Everything that announces the onset of summer is here. There are watermelon mounds arranged everywhere in the market, the Gulmohar has started blooming its red blossoms prominently, the plants on my mother's garden sill have started flowering with a rage of colours and birds are making their nests on our Air conditioning unit. The hot, sticky summer nights are here and I have been gorging on ice creams almost daily. My mother has stacked our refrigerator with different flavours of home-made cold syrups. Hot nights are making people go for long walks post dinner in my town which is nice since this way everyone gets to meet each other. The mornings are still a bit cooler than the daytime but the poor ducklings in the lake prefer to stay in water and have stopped moving around the jogging track around the lake. I miss their familiar greetings on my morning jogs by the lakeside.
Summer brings nostalgia too, esp, visiting my grandparents home during school holidays. Now that I have grown up and grandpa is no more, my grandmother waits for us eagerly during May. All of us cousins, aunts, uncles and her brothers and sisters get together for mango feasts and luncheons. It is an absolute riot then. Everyone is working around the house and talking, laughing, kids are running amidst the chaos, the kitchen bustles with a constant activity for the luncheon. We sit together for ice cream parties and long walks at night. Summer is the quintessential relaxing season to say. By the third week of May, my grandmother starts preparing the plants and trees in her orchard for the rains. And it has never happened that we haven't danced in the first rains with all of our aunts and cousins together. Summer is also special because two of my uncles posted in the Army on the border fronts come home for a month long vacation. They bring stories with them and lots of laughter and the house feels alive with their presence.

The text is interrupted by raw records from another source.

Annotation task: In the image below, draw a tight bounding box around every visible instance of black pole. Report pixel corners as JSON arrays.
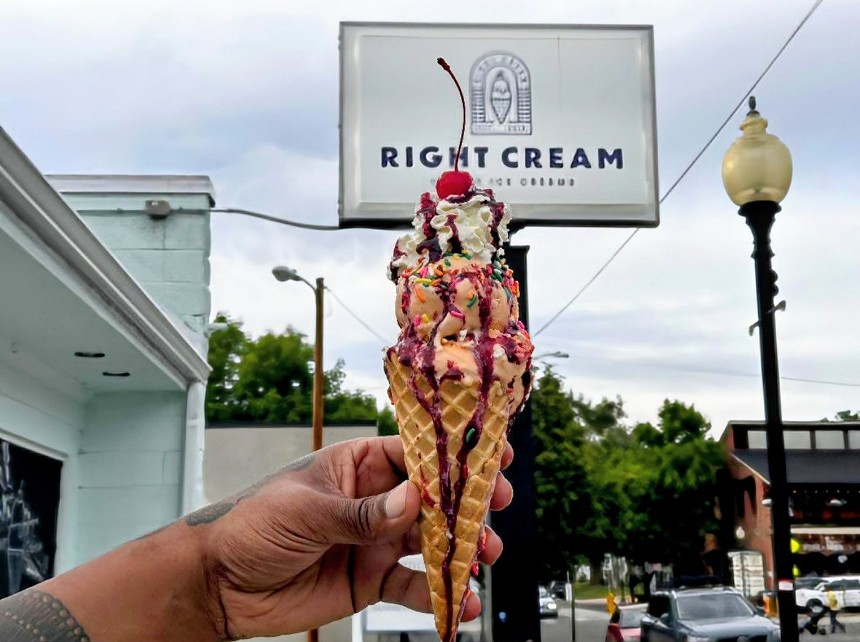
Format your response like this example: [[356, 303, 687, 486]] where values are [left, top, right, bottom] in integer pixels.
[[739, 201, 799, 642], [490, 246, 541, 642]]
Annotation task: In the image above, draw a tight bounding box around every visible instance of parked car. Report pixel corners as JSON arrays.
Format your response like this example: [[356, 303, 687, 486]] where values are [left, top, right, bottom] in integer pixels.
[[546, 580, 567, 600], [640, 586, 780, 642], [794, 576, 860, 609], [606, 604, 646, 642], [538, 586, 558, 617]]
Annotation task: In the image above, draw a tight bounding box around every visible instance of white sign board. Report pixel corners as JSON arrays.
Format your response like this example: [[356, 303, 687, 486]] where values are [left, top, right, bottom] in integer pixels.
[[340, 23, 659, 227]]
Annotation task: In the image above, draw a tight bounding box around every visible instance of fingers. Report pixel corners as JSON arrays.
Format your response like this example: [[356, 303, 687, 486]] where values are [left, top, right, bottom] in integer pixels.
[[490, 464, 514, 510], [320, 481, 421, 544], [478, 526, 504, 564], [462, 593, 481, 622], [502, 441, 514, 470]]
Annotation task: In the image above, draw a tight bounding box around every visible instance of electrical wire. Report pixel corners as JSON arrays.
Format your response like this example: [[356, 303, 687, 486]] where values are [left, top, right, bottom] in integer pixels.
[[325, 286, 389, 345], [209, 207, 346, 232], [532, 0, 824, 337]]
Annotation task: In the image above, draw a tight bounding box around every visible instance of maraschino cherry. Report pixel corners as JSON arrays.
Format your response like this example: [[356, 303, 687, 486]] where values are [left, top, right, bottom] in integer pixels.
[[436, 58, 474, 199]]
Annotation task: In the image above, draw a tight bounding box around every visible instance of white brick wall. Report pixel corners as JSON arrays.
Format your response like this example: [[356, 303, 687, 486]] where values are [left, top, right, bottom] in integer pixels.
[[75, 392, 186, 563], [65, 193, 212, 334]]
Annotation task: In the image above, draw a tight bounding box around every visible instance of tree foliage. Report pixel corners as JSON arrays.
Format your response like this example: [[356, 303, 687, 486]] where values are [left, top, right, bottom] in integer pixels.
[[821, 410, 860, 421], [532, 368, 724, 580], [206, 314, 379, 424]]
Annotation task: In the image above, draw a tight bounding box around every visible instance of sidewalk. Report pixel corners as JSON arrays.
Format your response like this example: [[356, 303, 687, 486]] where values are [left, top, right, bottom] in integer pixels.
[[797, 613, 860, 642]]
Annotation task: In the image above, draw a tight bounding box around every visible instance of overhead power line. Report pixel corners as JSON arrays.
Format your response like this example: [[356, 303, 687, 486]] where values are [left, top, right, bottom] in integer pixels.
[[209, 207, 345, 232], [325, 286, 389, 345], [532, 0, 824, 337]]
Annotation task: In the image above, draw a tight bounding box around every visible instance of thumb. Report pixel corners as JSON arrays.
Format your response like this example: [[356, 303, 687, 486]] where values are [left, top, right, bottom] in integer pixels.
[[321, 480, 421, 544]]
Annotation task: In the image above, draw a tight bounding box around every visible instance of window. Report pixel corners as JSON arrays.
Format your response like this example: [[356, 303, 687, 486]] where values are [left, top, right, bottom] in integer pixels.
[[815, 430, 845, 450], [747, 430, 767, 450], [648, 595, 669, 617], [783, 430, 812, 450]]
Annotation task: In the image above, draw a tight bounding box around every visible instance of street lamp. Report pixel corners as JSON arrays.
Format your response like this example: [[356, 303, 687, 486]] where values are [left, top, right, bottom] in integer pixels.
[[272, 265, 325, 642], [722, 97, 799, 642], [272, 265, 325, 450], [532, 350, 570, 361]]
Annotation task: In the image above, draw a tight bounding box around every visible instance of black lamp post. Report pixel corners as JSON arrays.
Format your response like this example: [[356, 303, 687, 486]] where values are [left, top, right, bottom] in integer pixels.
[[722, 97, 799, 642]]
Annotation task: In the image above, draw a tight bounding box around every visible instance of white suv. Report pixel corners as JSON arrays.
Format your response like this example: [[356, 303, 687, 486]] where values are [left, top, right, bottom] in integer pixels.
[[794, 575, 860, 609]]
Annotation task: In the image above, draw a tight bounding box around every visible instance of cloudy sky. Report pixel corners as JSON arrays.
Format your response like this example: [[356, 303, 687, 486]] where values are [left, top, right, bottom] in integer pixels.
[[0, 0, 860, 433]]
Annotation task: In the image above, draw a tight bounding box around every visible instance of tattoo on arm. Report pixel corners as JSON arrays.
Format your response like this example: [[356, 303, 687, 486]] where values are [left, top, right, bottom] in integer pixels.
[[0, 589, 90, 642], [185, 502, 235, 526]]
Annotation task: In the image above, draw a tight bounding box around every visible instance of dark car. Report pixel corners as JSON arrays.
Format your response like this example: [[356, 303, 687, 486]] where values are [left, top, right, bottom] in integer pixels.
[[606, 604, 645, 642], [640, 586, 780, 642]]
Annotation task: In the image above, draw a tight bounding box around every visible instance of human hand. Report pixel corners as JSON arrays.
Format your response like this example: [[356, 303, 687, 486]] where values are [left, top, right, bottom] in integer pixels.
[[186, 436, 513, 639]]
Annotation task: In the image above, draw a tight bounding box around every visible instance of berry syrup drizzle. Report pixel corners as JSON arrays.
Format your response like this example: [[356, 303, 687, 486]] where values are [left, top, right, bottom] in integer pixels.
[[387, 189, 531, 638]]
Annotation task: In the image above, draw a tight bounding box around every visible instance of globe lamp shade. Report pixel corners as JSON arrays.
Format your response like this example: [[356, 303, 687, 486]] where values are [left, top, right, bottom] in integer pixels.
[[722, 98, 792, 205]]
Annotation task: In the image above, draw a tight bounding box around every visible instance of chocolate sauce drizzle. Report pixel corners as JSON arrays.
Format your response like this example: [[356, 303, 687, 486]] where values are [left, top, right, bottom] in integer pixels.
[[388, 190, 531, 642]]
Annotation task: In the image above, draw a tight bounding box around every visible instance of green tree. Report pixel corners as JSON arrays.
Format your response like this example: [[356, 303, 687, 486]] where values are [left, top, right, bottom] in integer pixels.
[[626, 400, 726, 566], [206, 313, 378, 424], [531, 368, 725, 580], [821, 410, 860, 421], [378, 406, 400, 435]]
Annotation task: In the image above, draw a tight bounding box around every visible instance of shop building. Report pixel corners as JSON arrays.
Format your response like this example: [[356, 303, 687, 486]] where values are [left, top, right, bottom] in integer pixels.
[[719, 422, 860, 590], [0, 130, 214, 597]]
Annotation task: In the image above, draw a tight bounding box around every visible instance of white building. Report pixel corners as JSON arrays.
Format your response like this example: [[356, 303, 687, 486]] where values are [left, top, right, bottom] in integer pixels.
[[0, 122, 213, 597]]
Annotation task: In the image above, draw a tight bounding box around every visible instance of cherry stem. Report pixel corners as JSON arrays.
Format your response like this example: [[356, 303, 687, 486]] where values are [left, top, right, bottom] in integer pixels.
[[436, 58, 466, 172]]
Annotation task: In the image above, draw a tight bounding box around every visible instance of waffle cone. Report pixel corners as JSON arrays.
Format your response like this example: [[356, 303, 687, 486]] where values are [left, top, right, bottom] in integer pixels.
[[385, 354, 509, 642]]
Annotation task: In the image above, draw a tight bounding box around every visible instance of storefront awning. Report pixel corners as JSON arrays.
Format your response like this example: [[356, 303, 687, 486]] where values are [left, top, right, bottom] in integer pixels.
[[732, 450, 860, 484]]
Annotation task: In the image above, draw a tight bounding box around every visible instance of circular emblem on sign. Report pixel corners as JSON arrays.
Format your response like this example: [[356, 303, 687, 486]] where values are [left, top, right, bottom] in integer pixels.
[[469, 52, 532, 135]]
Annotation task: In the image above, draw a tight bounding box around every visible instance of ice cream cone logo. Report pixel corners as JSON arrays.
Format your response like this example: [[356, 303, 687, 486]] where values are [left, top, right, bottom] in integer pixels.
[[491, 72, 511, 123], [469, 52, 532, 135]]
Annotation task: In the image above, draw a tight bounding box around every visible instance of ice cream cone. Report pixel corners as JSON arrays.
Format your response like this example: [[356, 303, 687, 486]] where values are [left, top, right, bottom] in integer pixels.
[[384, 186, 534, 642], [385, 356, 510, 642]]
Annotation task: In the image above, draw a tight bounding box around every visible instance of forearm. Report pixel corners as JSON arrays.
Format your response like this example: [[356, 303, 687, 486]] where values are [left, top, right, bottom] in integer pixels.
[[0, 521, 219, 642]]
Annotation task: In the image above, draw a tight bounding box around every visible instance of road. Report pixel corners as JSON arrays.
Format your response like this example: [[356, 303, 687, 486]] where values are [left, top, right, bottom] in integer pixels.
[[540, 602, 609, 642]]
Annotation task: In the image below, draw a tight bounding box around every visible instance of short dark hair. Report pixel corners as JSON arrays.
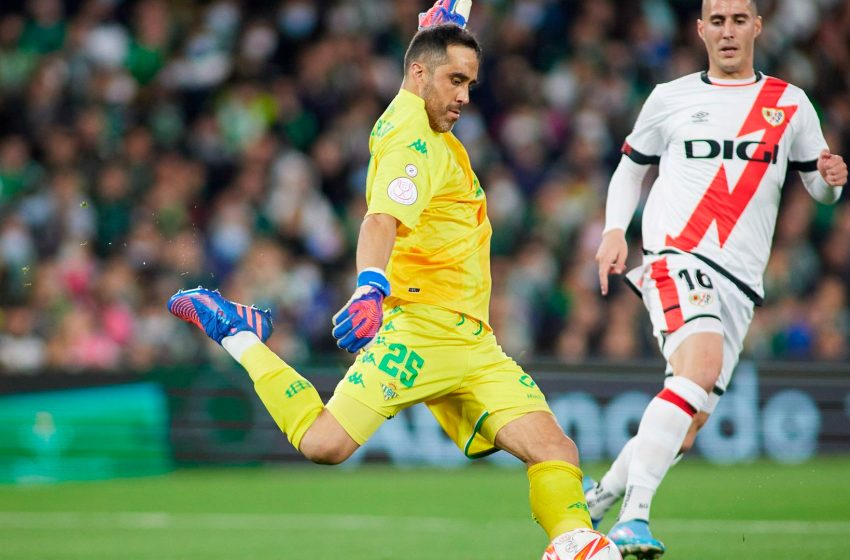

I remember when my grandpa added an additional floor to the existing house. It was summer and all us cousins enthusiastically helped in watering the concrete walls, deciding colours and finalising tile designs, meddling with the workers until our grandpa shooed us away. It was an exciting time to be a child then. One day after most of the built work was finished, he made us stand near one of the open terraces and clicked our picture. The whitewash stains are visible in the picture and we were being naughty about having to pose there.
During family gatherings for luncheons, all the boys would hang out amongst themselves and would exclude us girls from every cricket and softball matches they played. The uncles would sit outside in shade and talk their grown up subjects. My aunts and grandma would be busy in the kitchen and us girls would sometimes forcibly enter and see what they were cooking.
Grandpa organized everything. He was a communication channel between grandma's instructions for supervising the arrangements.
Oh, the nostalgic nineties!
After my grandpa passed away suddenly about a decade ago, my grandma planted these flowering fragrant plants in honour of his memory. She said, she could feel him touching the plants and enjoying the fragrance. He was a very enthusiastic and doting father and grandpa.
Madhu Malati creeper |
The Madhu Malati creeper reaches till the terrace and the pomegranate plant now a grown tree bears little red flowers that all of us loved to look at to see if any fruits were formed.
Jasmine creeper going till the terrace |
Pomegranate flowers |
Roses |
Now,
there are jasmine and roses blossoming every summer. At night, the sweet sickly delicate fragrance of jasmine fills the house.
Me and my cousins would pluck the jasmine flowers early in the morning and weave them in small hair braids onto our aunts and mothers.
My earliest childhood memories are reading books under one of the tall Lemon trees in my grandmother's orchard when all my other cousins would be napping in the afternoons. We would all squeeze together forcibly on my granny's poster bed demanding for goodnight stories from her. She would tell us one long story with too many characters and that would turn us into sleepyheads from where our mothers would take us to sleep in the big common room joining all other rooms. On some nights, we insisted on sleeping on the terrace under the starry skies and we were allowed under the condition of arranging the bedspread ourselves. Those of us who overslept the next morning until the sun started pricking by 6:30 am, would have to gather and put away the bedspread on the first floor store rooms. I remember making a quick dash for brushing teeth as soon as I opened my eyes to avoid carrying the bedspread downstairs. Of course, our younger cousins never did it themselves so it eventually was our duty to clean everything. We would sing songs and dance on the terrace during the evenings when it became a little cooler. We spent many a fine afternoons trying to pluck almonds from the tree adjoining the neighbour's house. Many branches of the almond tree came till the terrace and we would be armed with long sticks to keep hitting the branches and leaves. Some of us would stand guard downstairs and collect the prized almonds. Such beautiful and vivid memories from a bygone era.
All my memories of this house are centred around my grandparents, their evergreen and blossoming orchard with lemon, almond, guava, papaya trees and our laughter echoing throughout the place. Nothing lasts forever, certainly not the glorious childhood that we enjoy with priceless memories in our little hearts. The house still stands and so does the orchard, but my loving grandpa is no longer there to water the hot ground letting the sweet earthy aroma rise up during summer evenings. All we have left are his memories and smiles and the trees he so lovingly planted for his grandchildren.